TN: Marijuana Legalization Discussion Takes Center Stage At ‘Clear The Air’ Conference

Photo Credit: WTVC

The debate over marijuana was a main talking point at the Tobacco Free Chattanooga Clear the Air Conference.

The keynote speaker was Dr. Michael Warren who is the deputy commissioner for population health for the state’s health department.

He addressed issues surrounding medical and recreational use and concerns lawmakers have in Tennessee.

The latest legislation in 2018 was killed in the Tennessee legislature.

It was a four-page decriminalization bill that focused on medical marijuana use.

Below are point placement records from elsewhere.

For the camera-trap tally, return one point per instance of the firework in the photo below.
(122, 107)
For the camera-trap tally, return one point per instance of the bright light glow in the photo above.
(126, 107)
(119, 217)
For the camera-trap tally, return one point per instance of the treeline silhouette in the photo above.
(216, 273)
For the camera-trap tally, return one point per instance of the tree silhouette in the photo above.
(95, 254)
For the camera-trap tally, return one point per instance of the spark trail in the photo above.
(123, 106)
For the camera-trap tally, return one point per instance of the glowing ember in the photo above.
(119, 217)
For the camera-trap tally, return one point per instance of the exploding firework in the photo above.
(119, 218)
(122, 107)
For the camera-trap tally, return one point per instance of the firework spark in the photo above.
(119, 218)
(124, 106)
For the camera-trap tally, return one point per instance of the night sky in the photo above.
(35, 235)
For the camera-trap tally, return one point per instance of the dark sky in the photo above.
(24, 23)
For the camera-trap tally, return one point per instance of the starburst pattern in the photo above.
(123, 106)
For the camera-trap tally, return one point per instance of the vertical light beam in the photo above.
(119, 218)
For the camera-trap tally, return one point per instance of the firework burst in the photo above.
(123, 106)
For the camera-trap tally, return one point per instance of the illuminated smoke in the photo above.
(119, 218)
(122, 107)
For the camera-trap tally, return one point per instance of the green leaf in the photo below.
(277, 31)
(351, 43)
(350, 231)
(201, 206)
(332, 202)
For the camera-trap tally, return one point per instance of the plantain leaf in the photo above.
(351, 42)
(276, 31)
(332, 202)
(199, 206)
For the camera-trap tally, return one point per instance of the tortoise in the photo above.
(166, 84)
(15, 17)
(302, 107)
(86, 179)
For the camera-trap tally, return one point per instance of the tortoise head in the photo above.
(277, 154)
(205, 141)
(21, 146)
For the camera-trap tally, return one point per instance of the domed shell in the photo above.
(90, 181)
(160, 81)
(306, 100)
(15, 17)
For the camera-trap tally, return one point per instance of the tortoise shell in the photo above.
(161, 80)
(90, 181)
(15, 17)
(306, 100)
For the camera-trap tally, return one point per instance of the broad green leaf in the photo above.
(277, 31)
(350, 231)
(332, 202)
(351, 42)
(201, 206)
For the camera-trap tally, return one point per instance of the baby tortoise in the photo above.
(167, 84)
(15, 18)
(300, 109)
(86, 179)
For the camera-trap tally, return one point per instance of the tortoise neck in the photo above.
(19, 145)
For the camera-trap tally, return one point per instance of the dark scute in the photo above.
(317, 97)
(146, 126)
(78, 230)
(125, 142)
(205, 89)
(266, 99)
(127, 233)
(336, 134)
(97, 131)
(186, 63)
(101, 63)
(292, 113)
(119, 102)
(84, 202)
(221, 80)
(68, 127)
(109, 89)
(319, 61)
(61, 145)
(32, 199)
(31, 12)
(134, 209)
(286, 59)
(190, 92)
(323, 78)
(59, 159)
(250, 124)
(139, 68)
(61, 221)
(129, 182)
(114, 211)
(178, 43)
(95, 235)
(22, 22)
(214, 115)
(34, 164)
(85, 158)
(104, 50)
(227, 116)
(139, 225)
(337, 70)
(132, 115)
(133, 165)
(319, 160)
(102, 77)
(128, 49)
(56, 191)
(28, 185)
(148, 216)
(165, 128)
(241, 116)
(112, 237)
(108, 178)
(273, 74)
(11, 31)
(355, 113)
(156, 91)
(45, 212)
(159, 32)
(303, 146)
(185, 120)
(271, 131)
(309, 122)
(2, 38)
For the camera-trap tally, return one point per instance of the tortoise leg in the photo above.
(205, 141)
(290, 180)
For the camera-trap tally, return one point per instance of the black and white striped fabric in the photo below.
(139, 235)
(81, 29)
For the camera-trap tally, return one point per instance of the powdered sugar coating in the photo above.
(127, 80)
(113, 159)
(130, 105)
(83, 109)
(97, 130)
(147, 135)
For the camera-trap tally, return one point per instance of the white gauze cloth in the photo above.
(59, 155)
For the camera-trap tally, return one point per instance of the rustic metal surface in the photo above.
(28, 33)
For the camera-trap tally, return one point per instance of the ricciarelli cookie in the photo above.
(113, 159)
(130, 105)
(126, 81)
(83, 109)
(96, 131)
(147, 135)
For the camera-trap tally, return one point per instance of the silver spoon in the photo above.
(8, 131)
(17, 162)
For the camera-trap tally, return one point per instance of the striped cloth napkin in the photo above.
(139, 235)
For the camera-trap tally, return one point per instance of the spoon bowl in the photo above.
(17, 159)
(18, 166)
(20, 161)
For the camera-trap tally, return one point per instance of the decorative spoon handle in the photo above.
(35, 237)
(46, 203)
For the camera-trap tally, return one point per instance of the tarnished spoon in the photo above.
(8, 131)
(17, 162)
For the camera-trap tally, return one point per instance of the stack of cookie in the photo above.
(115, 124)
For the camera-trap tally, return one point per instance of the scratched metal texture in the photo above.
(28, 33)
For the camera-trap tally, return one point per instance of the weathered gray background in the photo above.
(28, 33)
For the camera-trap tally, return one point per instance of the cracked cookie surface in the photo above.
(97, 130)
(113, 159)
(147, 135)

“The science really doesn’t support using marijuana for all of the medical conditions that have been proposed in the state for the last couple of years,” Warren said.

In Tennessee, marijuana use of any kind is illegal. There is one exception. Cannabidiol, also known as CBD oil, can be used by patients who have intractable seizures. There are still concerns because many believe marijuana is harmful.

“Whether it’s impacting the ability to drive a car, in motor vehicle crashes because of impaired coordination or ingestions by individuals including children,” Warren said.

Dr. Warren has nearly eight years of experience as the state’s deputy commissioner of population health. Big on evidence, Warren acknowledges medical marijuana can help with chronic pain and induces nausea during chemotherapy.

“We really support that FDA process going through making sure that medications are safe and effective,” Warren said.

The FDA approved two medications: Marinol and Cesamet. According to Warren, some medical experts are concerned about addiction. Nine percent of marijuana users become addicted. Also, as of 2014, THC concentration is between 11 and 12 percent.

According to Warren, any decision needs to be in the overall population’s best interest.

“My hope is that we’ll continue to have that dialogue and let science and not passion influence those decisions,” he said.

Warren says he firmly believes legislation will continue to be presented. The last bill that was proposed made it further in the legislature that any other previous proposal.